Well given how weak the mandate is, I think the vast majority of people who signed up for obamacare have done so because they want some type of insurance coverage or they may even like the comprehensive insurance that Obamacare provides. I highly doubt that very many people bought Obamacare to avoid paying the weak penalty.
 

kmoney

New member
Hall of Fame
Well given how weak the mandate is, I think the vast majority of people who signed up for obamacare have done so because they want some type of insurance coverage or they may even like the comprehensive insurance that Obamacare provides. I highly doubt that very many people bought Obamacare to avoid paying the weak penalty.
That seems like an argument for the ACA. Or at least an argument that it hasn't been a major failure.
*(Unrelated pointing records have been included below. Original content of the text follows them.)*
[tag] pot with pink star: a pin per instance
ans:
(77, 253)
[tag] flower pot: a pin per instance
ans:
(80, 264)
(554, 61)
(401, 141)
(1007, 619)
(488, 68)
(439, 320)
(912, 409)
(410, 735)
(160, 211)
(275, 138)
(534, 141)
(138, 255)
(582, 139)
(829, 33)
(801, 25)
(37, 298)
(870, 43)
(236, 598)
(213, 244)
If the majority of those people got insurance because they wanted it, and they only got it after the ACA, then it would lead me to believe something in the ACA made it possible for them to get it. Otherwise, why didn't they already have it? And that would make the concerns moderate Republicans have make sense.


If you support repealing the mandate, you're going to need to surpass those headlines and do what you were elected to do: replace Obamacare with market-based policies that show that patient-centered health reform is better than government-centered health reform.
That is from the article but how would you define patient-centered vs government-centered?